(The Center Square) Inflation remains one of their top concerns for Americans heading into 2023, according to a new WalletHub survey.
Prices on a range of goods and services have increased by more than 7% since November 2021, according to the Consumer Price Index. Nearly one in three respondents from the Wallethub survey said they planned on making New Year’s resolutions focused on spending less in the new year.
The Federal Reserve has tried to lower inflationary price increases by raising interest rates throughout 2022, but this has caused higher unemployment and renewed fears the U.S. is heading into a recession. The Federal Reserve projects inflation for 2023 to be around 3% compared to its earlier target of 2%, affecting the cost of goods.
Nearly 30% of the Wallethub respondents think 2023 will be worse for their finances than 2022, according to results from the survey. Almost half of the respondents said they were anxious about their future financial situation.
Jill Gonzalez, an analyst for Wallethub, told The Center Square that inflation is affecting Americans because they can afford less. These ramifications can be seen in Christmas shopping, where more than 50% of respondents in an earlier Wallethub survey said they would spend less during the Christmas season.
“50% of respondents said inflation is their biggest financial concern for 2023,” Gonzales said. “The same survey found that 77% of Americans plan to spend less money on New Year’s plans this year compared to last year.”
The results of the survey show concerns that the U.S. might be headed toward a recession, according to Gonzales.

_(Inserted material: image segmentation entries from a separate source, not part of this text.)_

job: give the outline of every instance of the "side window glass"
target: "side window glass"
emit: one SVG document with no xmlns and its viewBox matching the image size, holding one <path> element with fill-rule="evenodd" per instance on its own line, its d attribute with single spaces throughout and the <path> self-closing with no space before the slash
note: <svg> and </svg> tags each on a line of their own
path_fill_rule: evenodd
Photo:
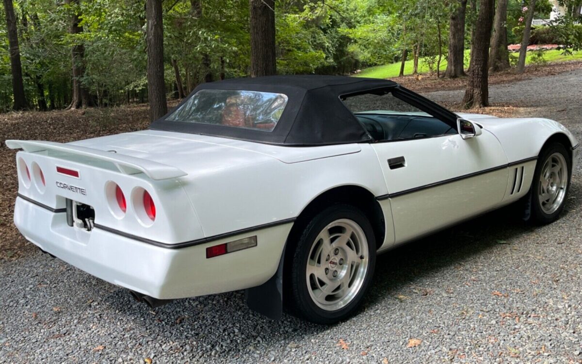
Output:
<svg viewBox="0 0 582 364">
<path fill-rule="evenodd" d="M 454 134 L 456 130 L 385 91 L 347 96 L 346 107 L 375 140 L 407 140 Z"/>
</svg>

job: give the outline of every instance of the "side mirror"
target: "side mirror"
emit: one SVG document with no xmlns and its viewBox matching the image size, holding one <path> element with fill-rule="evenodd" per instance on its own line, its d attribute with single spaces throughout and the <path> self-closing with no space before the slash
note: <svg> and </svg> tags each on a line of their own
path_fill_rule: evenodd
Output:
<svg viewBox="0 0 582 364">
<path fill-rule="evenodd" d="M 457 119 L 457 130 L 463 139 L 475 137 L 481 135 L 481 127 L 472 121 L 459 118 Z"/>
</svg>

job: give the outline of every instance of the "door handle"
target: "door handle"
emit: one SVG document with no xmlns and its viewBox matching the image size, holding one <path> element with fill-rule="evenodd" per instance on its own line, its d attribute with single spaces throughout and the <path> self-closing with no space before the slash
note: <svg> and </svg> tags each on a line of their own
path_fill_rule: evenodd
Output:
<svg viewBox="0 0 582 364">
<path fill-rule="evenodd" d="M 388 167 L 391 169 L 397 169 L 406 167 L 406 160 L 403 156 L 391 158 L 388 160 Z"/>
</svg>

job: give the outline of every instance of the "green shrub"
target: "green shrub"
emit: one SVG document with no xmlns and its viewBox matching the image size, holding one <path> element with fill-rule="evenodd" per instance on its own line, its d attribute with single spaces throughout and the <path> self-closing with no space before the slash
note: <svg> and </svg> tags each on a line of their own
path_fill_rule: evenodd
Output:
<svg viewBox="0 0 582 364">
<path fill-rule="evenodd" d="M 548 63 L 548 60 L 544 57 L 544 50 L 534 51 L 530 62 L 536 66 L 544 66 Z"/>
<path fill-rule="evenodd" d="M 530 44 L 559 44 L 560 34 L 555 27 L 536 27 L 532 30 Z"/>
</svg>

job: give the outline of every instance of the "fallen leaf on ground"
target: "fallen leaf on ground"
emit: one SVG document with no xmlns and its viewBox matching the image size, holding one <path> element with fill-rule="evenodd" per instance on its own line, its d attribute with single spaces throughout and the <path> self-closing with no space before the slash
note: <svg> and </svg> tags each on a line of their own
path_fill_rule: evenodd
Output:
<svg viewBox="0 0 582 364">
<path fill-rule="evenodd" d="M 423 341 L 420 339 L 410 339 L 408 341 L 408 345 L 406 345 L 407 348 L 416 348 L 416 347 L 420 345 L 420 343 Z"/>
<path fill-rule="evenodd" d="M 337 346 L 342 348 L 342 349 L 343 349 L 344 350 L 347 350 L 350 348 L 350 343 L 346 342 L 343 339 L 340 339 L 339 341 L 338 341 Z"/>
</svg>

“They are also worried about their own financial wellbeing,” Gonzales said. “Most Americans are anxious about the future of their finances and we hope that in the new year they will be focused on learning more about personal finance. According to the survey, it would seem that people will be more cautious with their finances in 2023 and save and invest more while spending less.”
As Americans look toward an uncertain financial future, many are creating New Year’s resolutions to help guide their saving habits, Gonzales said. Among some of these is building a robust savings fund and paying off credit card debt.
Almost 43% of respondents said they would keep their financial New Year’s resolution for the entire year. This shows a higher level of commitment toward financial resolutions, according to Gonzales.
“The top recommendation for keeping a New Year’s resolution is to set goals that are tangible and doable,” Gonzales said. “Break your resolution into smaller tasks you can commit to each month or week. Be consistent, hold yourself accountable, and focus your energy on the things that will bring you closer to achieving your goal.”
The survey collected more than 380 responses from a sample representative of the U.S. population by age and gender through SurveyMonkey.